The proposed center will serve as a community theatre and arts venue, as well as home to the University's Theatre Department. The church property, located at the corner of College and Oglethorpe Streets in the College Hill Corridor, was donated to Mercer in 2010 by the Flint River Presbytery.
“Mercer is pleased to be one of the select few organizations to receive an ArtPlace America grant this year,” said Mercer President William D. Underwood. “The fact Macon is represented in this elite group of awardees is a testament to the progress that has been made over the last three years in the College Hill Corridor. The ArtPlace America grant, combined with the other gifts and grants that have been committed to this project, puts us within striking distance of completing the fundraising so we can begin renovation of the facility this year.”
Mercer's grant application was aided by input from a programming advisory board composed of representatives from such organizations as the Macon Arts Alliance, Macon Arts Roundtable, College Hill Corridor Commission and Macon Film Guild.
ArtPlace America received more than 1,200 grant inquiries from all 50 states and the District of Columbia. The applications yielded 105 finalists, from which 54 were selected to receive grants for their potential to have a transformative impact on community vibrancy. Grant amounts range from $750,000 to $33,000, with an average grant size of just over $280,000. Funded projects include everything from temporary art spaces to permanent performance venues, theatre festivals to art walks, and streetscaping initiatives to artist residencies.
“ArtPlace America recognizes the central role arts and cultural activities can have in the revitalization of American cities,” said Rip Rapson, chair of ArtPlace America's Presidents' Council. “With this grant award ArtPlace America is directing individual project support to scores of creative, high-impact projects throughout the country.

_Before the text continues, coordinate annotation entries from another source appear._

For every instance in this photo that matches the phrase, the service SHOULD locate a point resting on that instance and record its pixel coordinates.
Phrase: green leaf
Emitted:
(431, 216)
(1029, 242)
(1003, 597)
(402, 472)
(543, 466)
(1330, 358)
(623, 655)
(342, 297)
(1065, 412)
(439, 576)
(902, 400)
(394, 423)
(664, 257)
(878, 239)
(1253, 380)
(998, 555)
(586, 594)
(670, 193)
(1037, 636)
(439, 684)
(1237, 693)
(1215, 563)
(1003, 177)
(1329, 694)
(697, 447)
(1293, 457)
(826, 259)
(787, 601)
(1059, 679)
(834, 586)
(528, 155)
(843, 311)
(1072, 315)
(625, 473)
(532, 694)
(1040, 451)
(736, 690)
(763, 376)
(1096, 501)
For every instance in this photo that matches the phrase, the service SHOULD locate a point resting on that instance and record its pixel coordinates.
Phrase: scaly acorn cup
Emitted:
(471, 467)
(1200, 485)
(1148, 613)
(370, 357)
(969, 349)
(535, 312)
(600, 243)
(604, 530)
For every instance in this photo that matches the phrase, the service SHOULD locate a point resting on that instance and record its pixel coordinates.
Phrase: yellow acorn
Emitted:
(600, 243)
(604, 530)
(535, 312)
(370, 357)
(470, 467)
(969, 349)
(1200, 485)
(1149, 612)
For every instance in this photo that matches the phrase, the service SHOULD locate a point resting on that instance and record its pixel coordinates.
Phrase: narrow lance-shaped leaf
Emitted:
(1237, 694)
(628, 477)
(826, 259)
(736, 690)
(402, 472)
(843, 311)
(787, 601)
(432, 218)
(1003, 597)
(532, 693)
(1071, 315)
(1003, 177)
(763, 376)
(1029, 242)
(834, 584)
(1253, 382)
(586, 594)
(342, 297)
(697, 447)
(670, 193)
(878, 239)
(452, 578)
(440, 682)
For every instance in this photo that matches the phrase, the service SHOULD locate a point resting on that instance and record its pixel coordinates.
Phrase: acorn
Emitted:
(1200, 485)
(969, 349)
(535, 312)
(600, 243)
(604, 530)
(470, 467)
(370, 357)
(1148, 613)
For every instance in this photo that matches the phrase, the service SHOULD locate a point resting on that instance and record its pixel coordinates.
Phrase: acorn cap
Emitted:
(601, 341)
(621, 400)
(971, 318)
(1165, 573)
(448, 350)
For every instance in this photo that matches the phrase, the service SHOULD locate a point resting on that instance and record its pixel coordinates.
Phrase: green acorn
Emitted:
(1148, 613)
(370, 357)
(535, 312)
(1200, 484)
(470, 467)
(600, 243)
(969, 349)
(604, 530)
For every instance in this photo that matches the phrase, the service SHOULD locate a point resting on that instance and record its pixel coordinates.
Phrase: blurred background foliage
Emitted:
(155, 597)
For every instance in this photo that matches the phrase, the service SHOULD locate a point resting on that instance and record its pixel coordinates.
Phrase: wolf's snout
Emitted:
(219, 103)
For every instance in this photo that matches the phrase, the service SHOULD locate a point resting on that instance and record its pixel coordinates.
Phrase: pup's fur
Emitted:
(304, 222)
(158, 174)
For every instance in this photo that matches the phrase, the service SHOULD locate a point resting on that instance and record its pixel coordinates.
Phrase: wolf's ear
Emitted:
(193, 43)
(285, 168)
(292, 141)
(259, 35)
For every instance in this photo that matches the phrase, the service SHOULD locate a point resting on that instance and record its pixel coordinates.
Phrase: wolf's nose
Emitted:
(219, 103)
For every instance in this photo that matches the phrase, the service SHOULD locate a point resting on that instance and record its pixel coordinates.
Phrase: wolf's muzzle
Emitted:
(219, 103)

“ArtPlace America is also continuing to break new ground in drawing together some of the nation's leading foundations to think – in a concerted way – about how these kind of projects can become more widespread,” Rapson said.
“The Tattnall Square Center for the Arts will serve as a cornerstone for revitalization of the College Hill Corridor,” said Dennis Scholl, vice president/arts for the John S. and James L. Knight Foundation. “By creating a bustling gathering place for the entire community it will work to change the landscape of the neighborhood and help build stronger connections.”
The Miami-based Knight Foundation, which believes in the power of the arts to engage communities, has been a founding funder of ArtPlace.
For more information on ArtPlace America and the complete list of 2013-14 awards, visit www.artplaceamerica.org.
About ArtPlace America
ArtPlace America provides grants and loans, supports research, and conducts outreach and advocacy. To date, ArtPlace America has awarded 134 grants totaling $42.1 million to 124 organizations in 79 U.S. communities (and a statewide project in the state of Connecticut).
Foundations participating in ArtPlace America include Bloomberg Philanthropies, The Ford Foundation, The James Irvine Foundation, The John S. and James L. Knight Foundation, The Kresge Foundation, The McKnight Foundation, The Andrew W. Mellon Foundation, The William Penn Foundation, The Rockefeller Foundation, Rasmuson Foundation, The Surdna Foundation, and two anonymous donors.
ArtPlace America also seeks advice and counsel from close working relationships with various federal agencies, including the National Endowment for the Arts, the departments of Housing and Urban Development, Health and Human Services, Agriculture, Education, and Transportation, along with leadership from the White House Office of Management and Budget and the Domestic Policy Council.
ArtPlace America is also supported by a $12 million loan fund capitalized by six major financial institutions and managed by the Nonprofit Finance Fund. Participating institutions are Bank of America, Citi, Deutsche Bank, Chase, MetLife, and Morgan Stanley.